GMATinsight wrote:
Bunuel wrote:
At a lab, bacteria P multiplies itself in every 18 days, while bacteria Q multiplies itself in every 15 days. Approximately by what percent is the number of times bacteria Q multiplies itself is more than the number of times bacteria P multiplies itself in a 3-year period?
(A) 12%
(B) 16%
(C) 20%
(D) 22%
(E) 33%
Let, Total days = LCM (15 and 18) = 90
P multiplies 90/18 = 5 times in 90 days
Q multiplies 90/15 = 6 times in 90 days
i.e. in any given time (i.e. 3 years as well) the number of times bacteria Q multiplies itself is more than the number of times bacteria P multiplies itself = (6-5)*100/5 = 20%Answer: Option C
The assumption above in
red is absolutely not warranted, the cyclicity GMATinsight claimed will only be true when the number of days (d) falls within the range \( 90*k - 15 < d < 90*k + 15 \), where k is a positive integer (i.e. k= 1, 2, 3, ....).

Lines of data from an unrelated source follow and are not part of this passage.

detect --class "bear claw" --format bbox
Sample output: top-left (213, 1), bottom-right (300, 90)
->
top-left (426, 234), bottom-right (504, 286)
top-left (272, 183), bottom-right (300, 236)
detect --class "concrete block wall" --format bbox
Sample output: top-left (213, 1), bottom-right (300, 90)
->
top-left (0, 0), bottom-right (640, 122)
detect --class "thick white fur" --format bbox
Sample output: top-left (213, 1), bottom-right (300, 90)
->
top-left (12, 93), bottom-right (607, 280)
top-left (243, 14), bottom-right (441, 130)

Outside this range, the distribution of the no. of cycles of P to that of Q will not be in the ratio 5:6 because either Q would not have completed its final cycle or would have completed its cycle earlier than P (I know this sounds overcomplicated, but I lack the comm to make it any simpler than this. When you read the explanation with the example below you'll get what I am saying)

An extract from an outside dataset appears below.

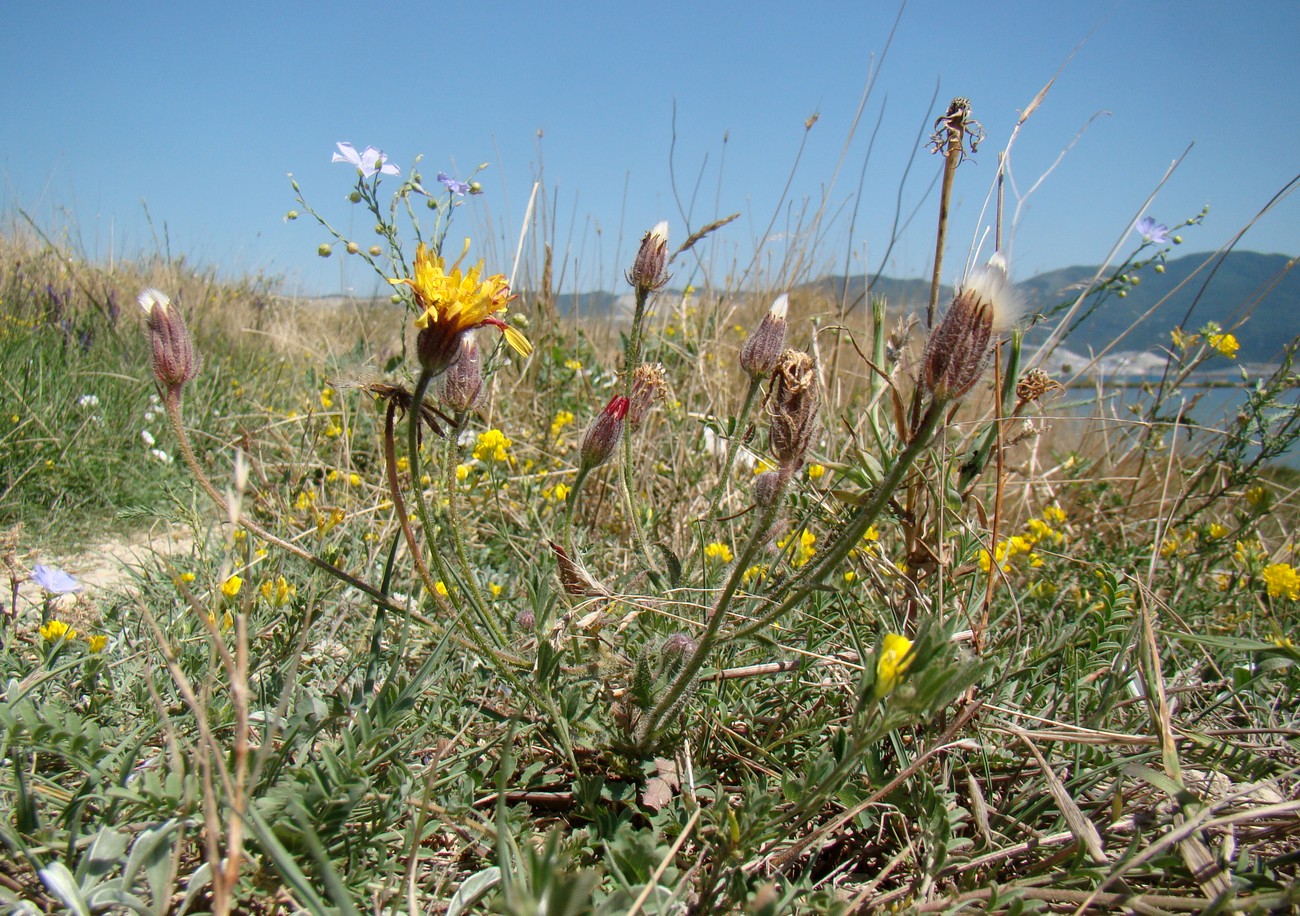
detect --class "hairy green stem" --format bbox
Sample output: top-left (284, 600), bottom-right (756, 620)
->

Imagine we are on the day 105, P would have completed 105/18 = 5 cycles, BUT Q would have completed 105/15 = 7 cycles (Note that d = 105 is of the form 90*1 + 15 which falls outside the range that we found above, and hence, the cycles are uneven i.e. not in the ration 5:6)
Now coming to our problem, since 3 years have 365*3 = 1095 days which is 90*12 + 15, it falls juusst outside of the range we found above hence the cycles will not be a normal 5:6 ratio cycle (if you do the calculation by hand you'll see P undergoes 60 complete cycles (1095/18) whereas Q undergoes 73 complete cycles (1095/15) AND NOT 60*(6/5) i.e. 72, and hence, the answer turns out to be \(\frac{73-60}{60}*100\) => 1300/60 ≅ 21.67% closer to 22%. CHOICE D is correct.
Nice test of LCM and uneven cycles in the question.
I hope this helps someone.
Q doubles 73 times in 3 years.
P doubles 60 5/6 times over the same period.
Truncating 60 5/6 to 60 is the difference between 20% and 22%.
Since the question doesn't clearly stipulate that it is interested in the number of "complete" doublings, the normal understanding that bacterial growth is a continuous process should prevail, with 60 5/6 and 20% being the appropriate answer.